Onde fica Allepo? Onde fica Marikana? Quantas valas comuns são precisas
para constar no mapa traçado com sangue, e quantos cemitérios de homens despedaçados
pelas balas assassinas, são reclamados, para que a notícia corra mundo? Por que
são mais notícia devastadora, as mortes na Síria, do que a matança de mineiros
sul-africanos, indefesos ou só armados das razões que os incita à luta, pelos
seus direitos de sobrevivência e contra a exploração bárbara pelo capitalismo
civil, fardado e político? O que arrepia mais, a política sorrateira de apoio
aos rebeldes, que se opõem aos governos ditatoriais que não agradam no presente
aos interesses capitalistas, para instalar de novo, um regime pior, mais
repressivo, como o fazem os Estados Unidos e os seguidistas Ocidentais, também
sorrateiros, como aconteceu no Afeganistão, Iraque, Líbia, segue-se Líbano, e
quem mais, ou o fechar dos olhos à política que alimenta regimes criminosos,
que provocam massacres a ferro e fogo, que nos gelam o coração, nos tolhe a
consciência, e nos interroga enquanto condição humana ou homens perversos, como
aconteceu em Rustenburg? As imagens ultrachocantes, superviolentas,
hipercondenáveis, sobre a matança de homens como se de cães raivosos se
tratasse, exigem que os Estados ditos civilizados e com democracias avançadas,
mas só para inglês ver, como o sentimos dia-a-dia cada vez mais, que posição
firme tomaram, e que exigência fizeram, para apuramento das razões que estão
por detrás do assassínio colectivo, cometido pelas autoridades sul-africanas?

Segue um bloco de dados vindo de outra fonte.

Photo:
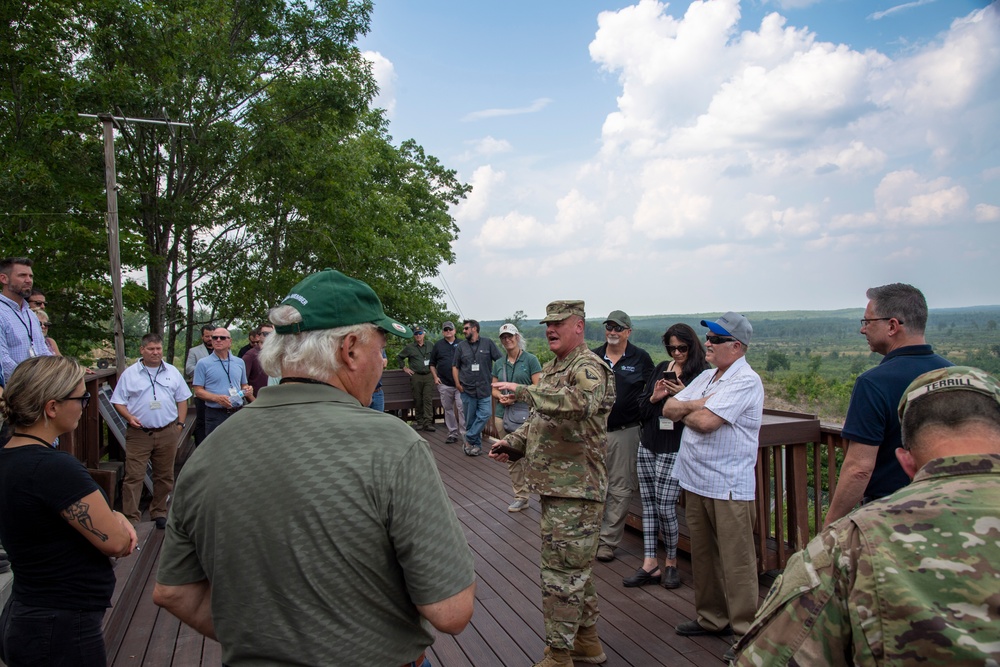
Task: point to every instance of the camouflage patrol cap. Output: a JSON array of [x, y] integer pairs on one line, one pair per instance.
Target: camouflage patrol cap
[[952, 378], [557, 311]]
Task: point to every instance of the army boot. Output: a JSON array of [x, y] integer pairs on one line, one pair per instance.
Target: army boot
[[555, 657], [587, 647]]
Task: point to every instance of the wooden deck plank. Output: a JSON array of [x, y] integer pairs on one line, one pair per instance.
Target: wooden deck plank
[[636, 624]]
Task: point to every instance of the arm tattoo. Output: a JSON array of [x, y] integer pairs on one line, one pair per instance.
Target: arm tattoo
[[78, 512]]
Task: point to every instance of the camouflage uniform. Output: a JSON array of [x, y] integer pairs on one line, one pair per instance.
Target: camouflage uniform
[[906, 580], [564, 440]]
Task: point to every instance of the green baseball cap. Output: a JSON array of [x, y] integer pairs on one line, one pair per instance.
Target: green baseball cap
[[557, 311], [329, 299], [952, 378]]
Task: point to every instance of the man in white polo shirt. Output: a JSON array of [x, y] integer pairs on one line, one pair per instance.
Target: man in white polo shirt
[[152, 397], [722, 410]]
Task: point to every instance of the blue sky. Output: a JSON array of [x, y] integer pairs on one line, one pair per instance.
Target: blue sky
[[704, 156]]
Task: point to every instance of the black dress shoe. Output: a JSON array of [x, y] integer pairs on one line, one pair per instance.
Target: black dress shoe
[[641, 578], [694, 629]]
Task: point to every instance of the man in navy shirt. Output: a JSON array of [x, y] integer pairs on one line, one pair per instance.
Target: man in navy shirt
[[894, 325]]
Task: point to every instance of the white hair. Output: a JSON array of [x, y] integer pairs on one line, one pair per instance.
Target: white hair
[[310, 354]]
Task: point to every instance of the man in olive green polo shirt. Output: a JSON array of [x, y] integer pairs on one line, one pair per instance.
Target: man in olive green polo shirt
[[309, 529]]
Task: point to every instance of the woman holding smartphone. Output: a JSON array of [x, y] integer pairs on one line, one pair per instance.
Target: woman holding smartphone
[[55, 524], [659, 443]]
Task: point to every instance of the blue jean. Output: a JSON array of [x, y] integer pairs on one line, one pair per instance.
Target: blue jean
[[47, 637], [477, 412], [378, 400]]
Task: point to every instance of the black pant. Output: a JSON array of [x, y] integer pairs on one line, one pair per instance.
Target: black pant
[[40, 636]]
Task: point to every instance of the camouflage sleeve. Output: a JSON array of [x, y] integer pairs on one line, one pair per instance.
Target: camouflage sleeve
[[582, 395], [806, 618]]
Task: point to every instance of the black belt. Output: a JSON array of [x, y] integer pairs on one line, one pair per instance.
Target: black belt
[[622, 427]]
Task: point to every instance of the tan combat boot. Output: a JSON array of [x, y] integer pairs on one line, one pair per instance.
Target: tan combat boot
[[555, 657], [587, 647]]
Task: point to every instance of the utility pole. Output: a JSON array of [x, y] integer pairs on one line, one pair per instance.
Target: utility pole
[[114, 245]]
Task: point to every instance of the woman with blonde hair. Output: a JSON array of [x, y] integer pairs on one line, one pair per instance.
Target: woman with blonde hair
[[55, 524]]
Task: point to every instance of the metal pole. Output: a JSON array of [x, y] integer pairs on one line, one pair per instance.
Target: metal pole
[[114, 249]]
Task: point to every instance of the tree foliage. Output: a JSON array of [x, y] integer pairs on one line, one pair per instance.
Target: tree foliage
[[286, 169]]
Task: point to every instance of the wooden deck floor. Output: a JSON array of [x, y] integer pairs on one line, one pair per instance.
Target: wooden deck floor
[[636, 624]]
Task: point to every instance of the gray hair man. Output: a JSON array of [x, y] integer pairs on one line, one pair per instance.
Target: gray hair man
[[910, 579], [309, 510], [722, 410], [894, 324]]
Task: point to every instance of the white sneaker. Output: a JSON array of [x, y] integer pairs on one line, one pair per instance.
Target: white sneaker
[[518, 505]]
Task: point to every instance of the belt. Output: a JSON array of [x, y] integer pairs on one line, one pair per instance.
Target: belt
[[228, 411], [419, 661], [147, 429], [623, 427]]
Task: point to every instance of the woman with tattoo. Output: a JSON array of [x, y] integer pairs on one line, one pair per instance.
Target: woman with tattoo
[[55, 524]]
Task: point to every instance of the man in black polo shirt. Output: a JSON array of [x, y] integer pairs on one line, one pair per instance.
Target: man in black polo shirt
[[442, 355], [894, 324], [632, 367]]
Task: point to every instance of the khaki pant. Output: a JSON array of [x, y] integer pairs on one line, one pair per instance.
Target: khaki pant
[[623, 481], [160, 447], [517, 469]]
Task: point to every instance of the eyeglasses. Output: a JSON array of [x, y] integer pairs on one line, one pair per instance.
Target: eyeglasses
[[83, 398], [866, 322]]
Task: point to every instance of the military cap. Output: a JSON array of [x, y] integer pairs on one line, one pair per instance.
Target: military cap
[[557, 311], [952, 378], [621, 318], [329, 300]]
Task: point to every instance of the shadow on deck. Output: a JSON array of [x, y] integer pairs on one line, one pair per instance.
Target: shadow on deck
[[636, 624]]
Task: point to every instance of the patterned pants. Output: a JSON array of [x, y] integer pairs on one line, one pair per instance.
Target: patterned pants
[[659, 493], [570, 529]]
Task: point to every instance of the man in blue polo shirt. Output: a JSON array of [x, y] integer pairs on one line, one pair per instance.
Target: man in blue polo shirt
[[894, 325], [220, 379]]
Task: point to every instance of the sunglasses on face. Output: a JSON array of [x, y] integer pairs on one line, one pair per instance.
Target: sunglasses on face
[[83, 398]]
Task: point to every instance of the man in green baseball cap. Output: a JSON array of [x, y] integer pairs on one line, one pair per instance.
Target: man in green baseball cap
[[922, 563], [307, 478]]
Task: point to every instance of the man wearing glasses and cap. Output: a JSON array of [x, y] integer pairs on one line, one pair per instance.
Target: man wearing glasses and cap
[[417, 354], [910, 579], [632, 367], [721, 410], [309, 529], [894, 324]]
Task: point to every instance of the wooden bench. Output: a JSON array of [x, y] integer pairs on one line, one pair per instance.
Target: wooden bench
[[399, 398]]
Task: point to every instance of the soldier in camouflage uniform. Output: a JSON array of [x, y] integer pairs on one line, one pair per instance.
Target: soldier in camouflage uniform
[[564, 440], [913, 578]]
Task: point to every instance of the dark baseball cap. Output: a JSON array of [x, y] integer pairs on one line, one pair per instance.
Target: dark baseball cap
[[329, 299]]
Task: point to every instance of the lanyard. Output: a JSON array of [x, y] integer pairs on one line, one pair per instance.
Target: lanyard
[[226, 367], [152, 378], [27, 327]]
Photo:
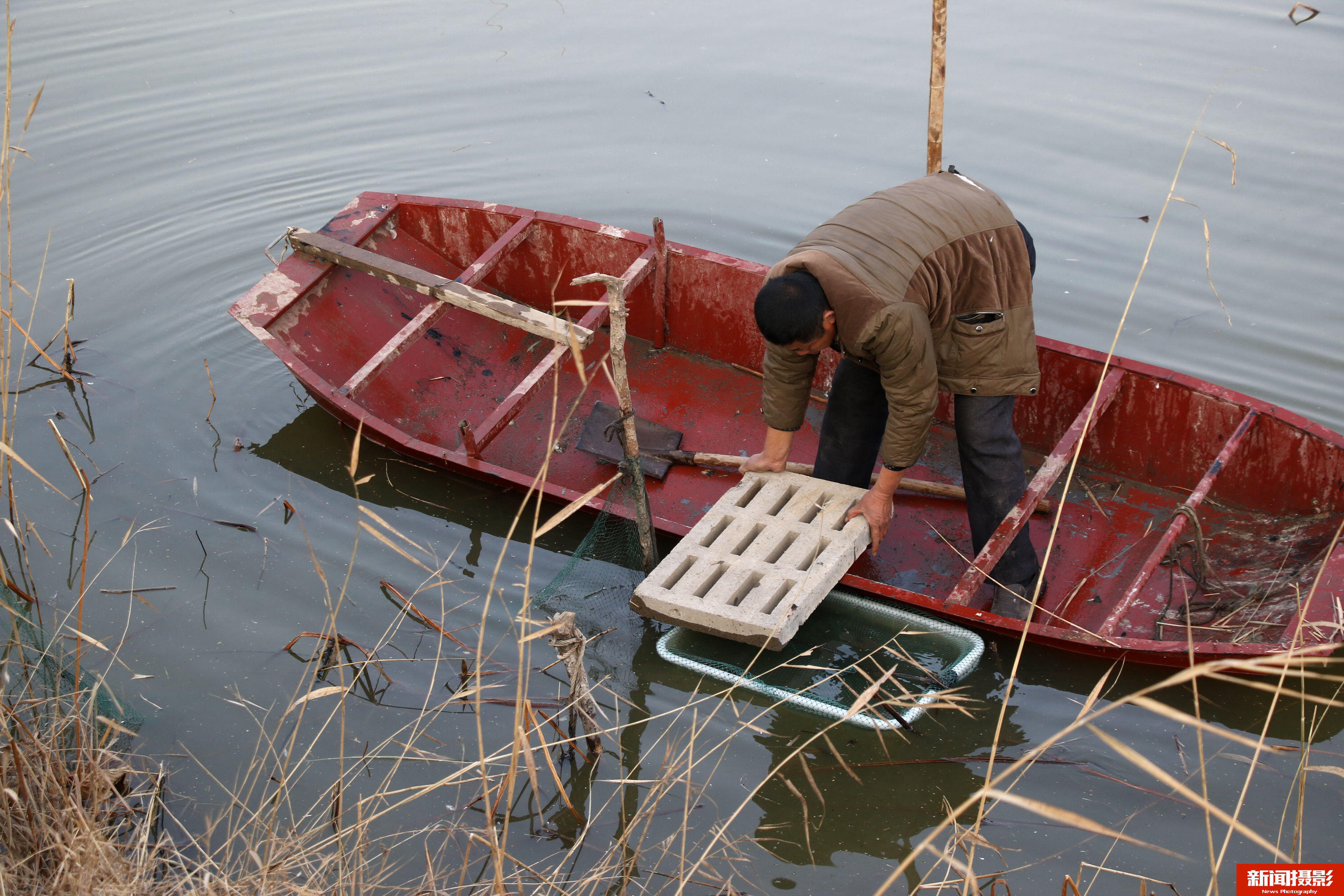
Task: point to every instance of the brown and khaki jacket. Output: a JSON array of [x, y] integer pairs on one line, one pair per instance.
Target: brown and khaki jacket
[[898, 269]]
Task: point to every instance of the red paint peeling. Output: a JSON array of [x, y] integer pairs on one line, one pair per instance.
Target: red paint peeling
[[1158, 440]]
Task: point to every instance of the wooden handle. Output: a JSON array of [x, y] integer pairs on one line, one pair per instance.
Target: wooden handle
[[920, 487]]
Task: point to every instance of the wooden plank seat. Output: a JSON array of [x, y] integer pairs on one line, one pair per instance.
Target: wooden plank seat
[[457, 293], [1174, 528], [1050, 470]]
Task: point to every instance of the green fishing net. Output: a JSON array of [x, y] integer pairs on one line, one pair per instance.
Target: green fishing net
[[38, 667], [600, 578], [847, 645]]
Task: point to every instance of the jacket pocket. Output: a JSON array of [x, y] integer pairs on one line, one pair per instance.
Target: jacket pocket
[[978, 345]]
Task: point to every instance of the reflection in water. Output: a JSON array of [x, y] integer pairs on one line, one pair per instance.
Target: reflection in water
[[881, 812], [316, 447]]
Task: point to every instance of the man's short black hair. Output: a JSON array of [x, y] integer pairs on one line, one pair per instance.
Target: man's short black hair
[[789, 308]]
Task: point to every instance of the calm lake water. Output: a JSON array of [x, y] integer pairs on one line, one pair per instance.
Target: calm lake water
[[175, 140]]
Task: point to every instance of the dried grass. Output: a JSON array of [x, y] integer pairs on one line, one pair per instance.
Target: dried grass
[[84, 816]]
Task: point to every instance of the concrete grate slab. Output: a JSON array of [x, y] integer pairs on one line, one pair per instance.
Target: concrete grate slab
[[760, 562]]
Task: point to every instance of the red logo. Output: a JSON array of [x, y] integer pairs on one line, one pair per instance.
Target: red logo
[[1291, 880]]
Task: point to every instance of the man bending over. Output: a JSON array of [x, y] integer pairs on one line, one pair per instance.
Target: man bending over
[[921, 288]]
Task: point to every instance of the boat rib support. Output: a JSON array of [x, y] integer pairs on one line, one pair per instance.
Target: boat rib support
[[1175, 528], [660, 285], [515, 401], [491, 257], [436, 311], [1050, 470]]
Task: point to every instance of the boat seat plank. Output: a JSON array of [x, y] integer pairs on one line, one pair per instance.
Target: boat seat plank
[[491, 257], [1050, 470], [514, 404], [435, 312], [1175, 528], [447, 291]]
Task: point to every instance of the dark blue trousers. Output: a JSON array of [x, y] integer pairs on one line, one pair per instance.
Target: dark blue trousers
[[991, 457]]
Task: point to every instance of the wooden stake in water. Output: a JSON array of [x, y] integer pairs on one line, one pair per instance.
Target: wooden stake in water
[[569, 644], [616, 303], [937, 76]]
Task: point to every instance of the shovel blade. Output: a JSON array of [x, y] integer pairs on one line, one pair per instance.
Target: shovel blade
[[652, 437]]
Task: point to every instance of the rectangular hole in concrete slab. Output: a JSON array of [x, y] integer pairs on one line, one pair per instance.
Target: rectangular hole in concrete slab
[[745, 589], [750, 493], [784, 499], [679, 571], [785, 543], [779, 595], [711, 581], [812, 555], [814, 509], [749, 538], [717, 531]]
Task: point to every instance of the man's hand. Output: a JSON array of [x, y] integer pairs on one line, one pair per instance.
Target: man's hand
[[773, 456], [875, 507]]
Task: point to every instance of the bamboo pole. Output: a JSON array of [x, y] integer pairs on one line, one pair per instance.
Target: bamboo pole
[[937, 76], [616, 304]]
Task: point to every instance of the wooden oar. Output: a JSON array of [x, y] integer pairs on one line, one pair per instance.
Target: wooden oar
[[732, 461]]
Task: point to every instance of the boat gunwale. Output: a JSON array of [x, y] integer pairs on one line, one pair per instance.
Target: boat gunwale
[[377, 209]]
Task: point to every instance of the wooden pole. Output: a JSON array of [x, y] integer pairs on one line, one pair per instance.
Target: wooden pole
[[660, 285], [616, 304], [937, 76], [569, 644]]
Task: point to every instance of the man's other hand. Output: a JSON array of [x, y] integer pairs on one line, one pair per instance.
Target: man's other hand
[[773, 456], [875, 507], [762, 462]]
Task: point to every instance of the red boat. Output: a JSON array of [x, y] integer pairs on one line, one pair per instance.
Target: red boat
[[429, 320]]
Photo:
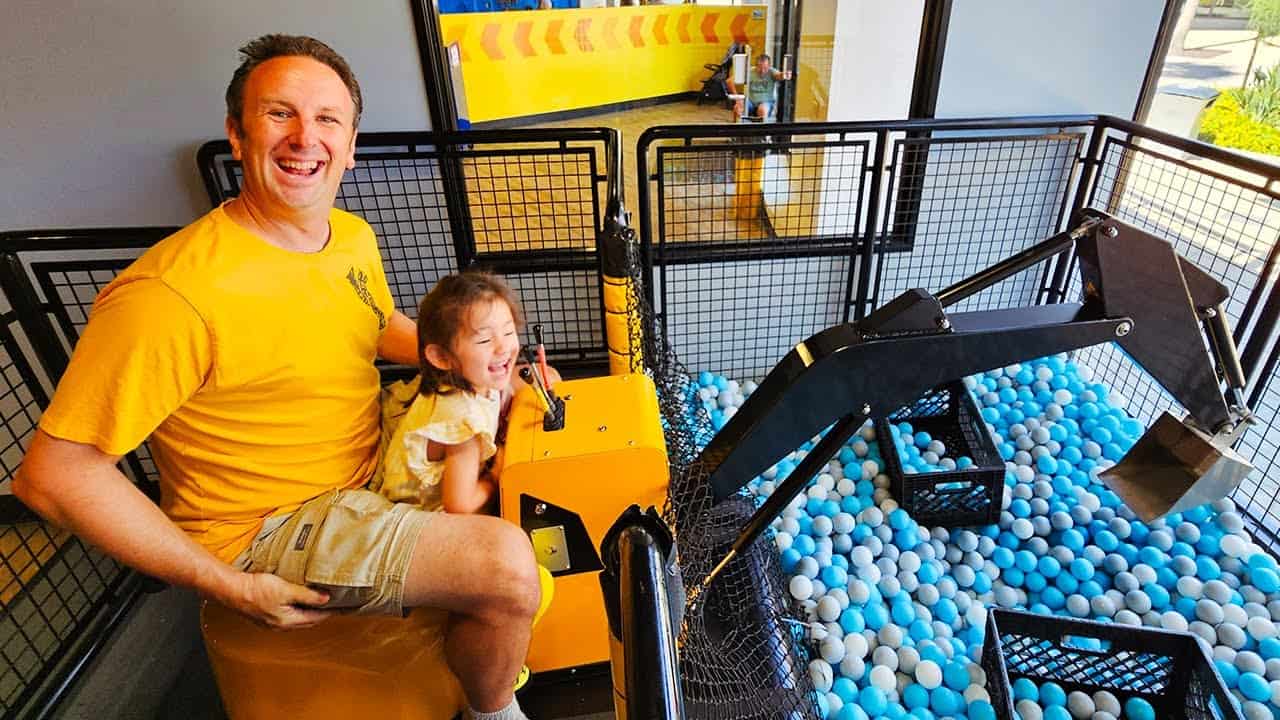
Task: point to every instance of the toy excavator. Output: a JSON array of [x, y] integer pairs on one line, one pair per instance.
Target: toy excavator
[[1138, 292]]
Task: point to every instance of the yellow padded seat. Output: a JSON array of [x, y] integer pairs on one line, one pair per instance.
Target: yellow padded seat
[[384, 668]]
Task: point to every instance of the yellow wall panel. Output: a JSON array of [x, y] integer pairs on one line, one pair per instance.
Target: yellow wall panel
[[528, 63]]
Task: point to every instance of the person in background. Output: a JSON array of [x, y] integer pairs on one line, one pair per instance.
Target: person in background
[[762, 83], [242, 347]]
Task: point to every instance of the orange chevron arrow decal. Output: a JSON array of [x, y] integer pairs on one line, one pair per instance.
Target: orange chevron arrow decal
[[709, 27], [682, 27], [489, 41], [609, 37], [659, 30], [458, 35], [584, 35], [522, 31], [553, 42], [636, 24]]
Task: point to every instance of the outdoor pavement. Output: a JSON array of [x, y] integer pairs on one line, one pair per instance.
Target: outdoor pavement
[[1211, 60]]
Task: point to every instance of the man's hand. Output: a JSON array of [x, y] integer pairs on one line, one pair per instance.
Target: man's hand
[[275, 602]]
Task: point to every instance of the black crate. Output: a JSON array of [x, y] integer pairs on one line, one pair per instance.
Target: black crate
[[1170, 670], [956, 497]]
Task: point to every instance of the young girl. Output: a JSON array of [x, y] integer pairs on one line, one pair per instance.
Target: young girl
[[440, 454]]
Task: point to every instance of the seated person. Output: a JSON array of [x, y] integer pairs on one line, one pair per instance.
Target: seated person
[[440, 454], [762, 82]]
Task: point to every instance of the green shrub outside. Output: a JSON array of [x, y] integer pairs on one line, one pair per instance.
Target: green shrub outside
[[1228, 124]]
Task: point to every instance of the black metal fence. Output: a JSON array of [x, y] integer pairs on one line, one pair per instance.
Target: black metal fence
[[755, 237]]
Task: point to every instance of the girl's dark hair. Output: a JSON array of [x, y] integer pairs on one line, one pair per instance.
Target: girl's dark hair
[[444, 311]]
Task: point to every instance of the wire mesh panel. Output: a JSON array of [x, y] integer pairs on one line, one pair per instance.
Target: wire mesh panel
[[741, 654], [526, 204], [1225, 219], [960, 204], [754, 240]]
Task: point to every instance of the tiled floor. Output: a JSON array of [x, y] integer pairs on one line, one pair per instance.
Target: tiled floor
[[632, 123]]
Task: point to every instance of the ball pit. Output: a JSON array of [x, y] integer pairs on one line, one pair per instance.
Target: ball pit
[[897, 611]]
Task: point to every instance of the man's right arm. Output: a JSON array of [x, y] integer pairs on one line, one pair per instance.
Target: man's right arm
[[144, 352], [78, 487]]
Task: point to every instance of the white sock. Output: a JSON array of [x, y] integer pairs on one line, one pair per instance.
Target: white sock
[[510, 712]]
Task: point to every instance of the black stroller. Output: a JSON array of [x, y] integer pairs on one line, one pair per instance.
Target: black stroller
[[714, 89]]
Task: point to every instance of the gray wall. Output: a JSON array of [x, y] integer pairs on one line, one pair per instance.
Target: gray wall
[[1029, 58], [103, 105]]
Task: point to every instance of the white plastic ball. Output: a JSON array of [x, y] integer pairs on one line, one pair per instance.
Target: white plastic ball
[[832, 650], [1261, 628], [1079, 705], [856, 645], [928, 674], [883, 678], [853, 668]]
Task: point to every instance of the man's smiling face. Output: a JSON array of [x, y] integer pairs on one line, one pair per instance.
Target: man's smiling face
[[296, 137]]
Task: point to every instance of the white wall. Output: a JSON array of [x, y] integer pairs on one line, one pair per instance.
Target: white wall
[[873, 59], [103, 105], [1034, 58]]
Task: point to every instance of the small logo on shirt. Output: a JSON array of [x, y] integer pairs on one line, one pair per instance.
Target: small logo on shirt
[[301, 543], [360, 282]]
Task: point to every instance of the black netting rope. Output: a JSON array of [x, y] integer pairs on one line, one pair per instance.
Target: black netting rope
[[741, 652]]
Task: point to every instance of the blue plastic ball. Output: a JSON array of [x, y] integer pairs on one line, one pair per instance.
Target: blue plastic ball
[[873, 701]]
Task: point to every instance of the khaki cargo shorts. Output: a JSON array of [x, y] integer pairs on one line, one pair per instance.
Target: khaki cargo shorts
[[352, 543]]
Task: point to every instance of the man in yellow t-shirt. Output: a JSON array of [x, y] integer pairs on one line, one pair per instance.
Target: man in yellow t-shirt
[[243, 347]]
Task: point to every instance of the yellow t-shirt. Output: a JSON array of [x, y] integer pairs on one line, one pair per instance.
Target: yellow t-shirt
[[250, 367]]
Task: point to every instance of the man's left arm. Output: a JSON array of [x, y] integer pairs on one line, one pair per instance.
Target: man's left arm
[[398, 342]]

Onde está a Hilary Clinton, que persegue o Assad e o Assange, que é feito do
Madiba, do religioso Tutu, que se reservam, guardam silêncio e não saíram a
terreiro, com a contundência necessária, a exigir respeito pelos direitos
humanos, e a condenação dos algozes, responsáveis e mandantes de tamanha
crueldade? Que preço é preciso pagar para que a platina saia brilhante das
minas, pelas mãos negras e das feridas dos homens negros, e chegue aos cofres
ricos dos exploradores do planeta ou roleta, que se diz ser, azul?